7
$\begingroup$

I'm currently doing the Andrew Ng machine learning course on coursera, and in Week2 he discusses feature scaling.

I have seen the lecture and read many posts; I understand the reasoning behind feature scaling (basically to make gradient descent converge faster by representing all the features on roughly the same scale).

My problem arises when I try to do it. I'm using Octave, and I have the the code for gradient descent with linear regression set up: it computes the 'theta' matrix for the hypothesis just fine for non-scaled values, giving accurate predictions.

When I use scaled values of input matrix X and output vector Y, the values of theta and the cost function J(theta) calculated are different than from the un-scaled values. Is this normal? How do I 'undo' the scaling, so that when I test my hypothesis with real data, I get accurate results?

For reference, here is the scaling function I am using (in Octave):

function [scaledX, avgX, stdX] = feature_scale(X) is_first_column_ones=0; %a flag indicating if the first column is ones sum(X==1) if sum(X==1)(1) == size(X)(1) %if the first column is ones is_first_column_ones=1; X=X(:,2:size(X)(2)); %strip away the first column; end stdX=std(X); avgX=mean(X); scaledX=(X-avgX)./stdX; if is_first_column_ones %add back the first column of ones; they require no scaling. scaledX=[ones(size(X)(1),1),scaledX]; end end 

Do I scale my test input, scale my theta, or both?

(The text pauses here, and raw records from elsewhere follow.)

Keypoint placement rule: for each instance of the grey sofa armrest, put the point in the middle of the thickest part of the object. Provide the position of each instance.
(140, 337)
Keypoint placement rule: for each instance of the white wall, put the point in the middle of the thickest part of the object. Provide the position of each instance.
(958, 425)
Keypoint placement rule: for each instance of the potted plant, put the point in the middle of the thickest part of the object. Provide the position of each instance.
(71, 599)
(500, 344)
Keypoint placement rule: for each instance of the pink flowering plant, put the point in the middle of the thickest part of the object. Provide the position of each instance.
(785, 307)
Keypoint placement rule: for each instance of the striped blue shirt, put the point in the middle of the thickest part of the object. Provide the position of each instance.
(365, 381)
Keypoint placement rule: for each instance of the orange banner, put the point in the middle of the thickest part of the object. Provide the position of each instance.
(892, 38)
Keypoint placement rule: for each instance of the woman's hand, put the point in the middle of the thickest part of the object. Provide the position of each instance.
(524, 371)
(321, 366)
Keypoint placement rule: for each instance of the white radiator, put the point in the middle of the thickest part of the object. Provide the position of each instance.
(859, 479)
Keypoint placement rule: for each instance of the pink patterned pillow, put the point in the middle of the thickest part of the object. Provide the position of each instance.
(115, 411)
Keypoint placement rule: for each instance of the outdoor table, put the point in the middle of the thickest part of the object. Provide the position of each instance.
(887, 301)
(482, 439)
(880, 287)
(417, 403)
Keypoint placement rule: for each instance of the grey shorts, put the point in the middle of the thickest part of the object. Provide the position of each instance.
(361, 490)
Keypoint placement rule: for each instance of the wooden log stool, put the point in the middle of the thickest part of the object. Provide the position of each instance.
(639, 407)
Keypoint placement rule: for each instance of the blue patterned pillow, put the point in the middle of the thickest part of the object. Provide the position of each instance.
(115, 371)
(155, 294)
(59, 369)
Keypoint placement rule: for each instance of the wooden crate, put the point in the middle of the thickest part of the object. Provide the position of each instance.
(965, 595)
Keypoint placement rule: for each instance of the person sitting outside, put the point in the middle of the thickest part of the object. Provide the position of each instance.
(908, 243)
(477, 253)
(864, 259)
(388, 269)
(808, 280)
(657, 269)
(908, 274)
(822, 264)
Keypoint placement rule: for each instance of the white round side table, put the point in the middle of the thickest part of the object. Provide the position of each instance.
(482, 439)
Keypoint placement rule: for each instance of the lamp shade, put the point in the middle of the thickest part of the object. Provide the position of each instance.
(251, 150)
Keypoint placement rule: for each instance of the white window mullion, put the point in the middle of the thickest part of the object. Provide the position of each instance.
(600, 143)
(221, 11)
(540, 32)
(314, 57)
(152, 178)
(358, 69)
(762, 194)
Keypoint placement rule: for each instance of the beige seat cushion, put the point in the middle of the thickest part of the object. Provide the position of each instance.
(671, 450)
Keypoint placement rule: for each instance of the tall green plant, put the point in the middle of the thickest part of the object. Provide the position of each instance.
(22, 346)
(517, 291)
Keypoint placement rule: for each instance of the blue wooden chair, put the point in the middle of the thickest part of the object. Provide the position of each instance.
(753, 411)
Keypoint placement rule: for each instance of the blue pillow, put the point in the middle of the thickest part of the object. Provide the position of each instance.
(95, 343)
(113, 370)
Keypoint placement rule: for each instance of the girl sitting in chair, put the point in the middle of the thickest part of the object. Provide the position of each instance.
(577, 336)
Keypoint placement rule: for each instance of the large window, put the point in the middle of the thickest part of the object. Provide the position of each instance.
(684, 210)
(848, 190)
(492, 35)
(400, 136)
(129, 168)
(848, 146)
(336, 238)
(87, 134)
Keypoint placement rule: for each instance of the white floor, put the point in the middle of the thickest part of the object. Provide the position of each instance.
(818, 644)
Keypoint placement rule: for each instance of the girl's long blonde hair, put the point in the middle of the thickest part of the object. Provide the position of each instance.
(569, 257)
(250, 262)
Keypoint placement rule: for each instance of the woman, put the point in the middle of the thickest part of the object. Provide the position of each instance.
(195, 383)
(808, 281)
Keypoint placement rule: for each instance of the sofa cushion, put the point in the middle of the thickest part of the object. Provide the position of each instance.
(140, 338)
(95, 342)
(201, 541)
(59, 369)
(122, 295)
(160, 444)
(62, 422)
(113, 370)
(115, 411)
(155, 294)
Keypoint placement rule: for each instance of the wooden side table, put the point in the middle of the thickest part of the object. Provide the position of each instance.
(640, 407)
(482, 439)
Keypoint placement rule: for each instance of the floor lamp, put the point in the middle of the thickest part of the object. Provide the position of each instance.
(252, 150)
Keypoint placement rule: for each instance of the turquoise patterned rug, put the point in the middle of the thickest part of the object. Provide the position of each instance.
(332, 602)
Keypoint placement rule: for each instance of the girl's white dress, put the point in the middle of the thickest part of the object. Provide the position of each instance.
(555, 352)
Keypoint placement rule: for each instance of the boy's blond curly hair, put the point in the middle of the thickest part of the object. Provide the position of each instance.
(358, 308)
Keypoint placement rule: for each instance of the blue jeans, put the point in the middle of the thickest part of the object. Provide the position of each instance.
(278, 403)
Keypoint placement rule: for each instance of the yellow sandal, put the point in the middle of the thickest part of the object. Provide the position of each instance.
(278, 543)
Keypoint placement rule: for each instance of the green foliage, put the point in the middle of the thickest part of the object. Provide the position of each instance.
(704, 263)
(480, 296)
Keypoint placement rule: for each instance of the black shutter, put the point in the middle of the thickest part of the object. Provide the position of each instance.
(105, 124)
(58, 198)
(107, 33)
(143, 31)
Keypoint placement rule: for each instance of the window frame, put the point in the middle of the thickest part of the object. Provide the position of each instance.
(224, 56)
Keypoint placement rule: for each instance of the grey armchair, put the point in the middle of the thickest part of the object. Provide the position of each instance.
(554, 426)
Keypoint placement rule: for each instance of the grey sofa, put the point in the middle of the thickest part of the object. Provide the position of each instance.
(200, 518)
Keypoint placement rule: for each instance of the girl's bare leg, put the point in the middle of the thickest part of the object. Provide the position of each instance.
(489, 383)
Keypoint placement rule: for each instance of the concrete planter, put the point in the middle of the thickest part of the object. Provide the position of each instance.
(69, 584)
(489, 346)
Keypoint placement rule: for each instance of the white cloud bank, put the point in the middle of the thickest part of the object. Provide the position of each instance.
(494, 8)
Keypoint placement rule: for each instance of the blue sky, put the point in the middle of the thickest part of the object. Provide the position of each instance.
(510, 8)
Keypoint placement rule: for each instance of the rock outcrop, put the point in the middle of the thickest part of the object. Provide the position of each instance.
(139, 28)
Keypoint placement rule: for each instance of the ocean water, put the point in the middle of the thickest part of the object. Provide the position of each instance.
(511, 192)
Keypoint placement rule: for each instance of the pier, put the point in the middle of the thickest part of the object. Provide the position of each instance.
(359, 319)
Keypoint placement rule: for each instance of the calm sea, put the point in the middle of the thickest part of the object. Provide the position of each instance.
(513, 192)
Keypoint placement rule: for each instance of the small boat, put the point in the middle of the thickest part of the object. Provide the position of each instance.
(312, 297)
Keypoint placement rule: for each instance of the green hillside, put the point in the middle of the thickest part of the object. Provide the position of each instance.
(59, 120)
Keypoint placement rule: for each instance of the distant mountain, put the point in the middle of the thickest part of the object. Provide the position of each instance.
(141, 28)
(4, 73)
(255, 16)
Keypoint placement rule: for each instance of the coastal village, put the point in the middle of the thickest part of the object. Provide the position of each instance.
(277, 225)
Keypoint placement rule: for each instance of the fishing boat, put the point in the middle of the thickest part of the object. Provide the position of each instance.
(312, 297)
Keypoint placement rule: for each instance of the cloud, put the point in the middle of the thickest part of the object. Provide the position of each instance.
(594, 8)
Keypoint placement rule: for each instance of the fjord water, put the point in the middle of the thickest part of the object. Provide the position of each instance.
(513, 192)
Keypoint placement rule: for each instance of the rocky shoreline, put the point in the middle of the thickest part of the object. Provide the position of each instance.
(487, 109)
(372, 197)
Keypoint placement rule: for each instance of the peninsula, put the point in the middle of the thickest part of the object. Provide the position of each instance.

I should also note that I'm scaling as such:

scaledX=feature_scale(X); scaledY=feature_scale(Y); 

where X and Y are my input and output respectively. Each column of X represents a different feature (the first column is always 1 for the bias feature theta0) and each row of X represents a different input example. Y is a 1-D column matrix where each row is an output example, corresponding to the input of X.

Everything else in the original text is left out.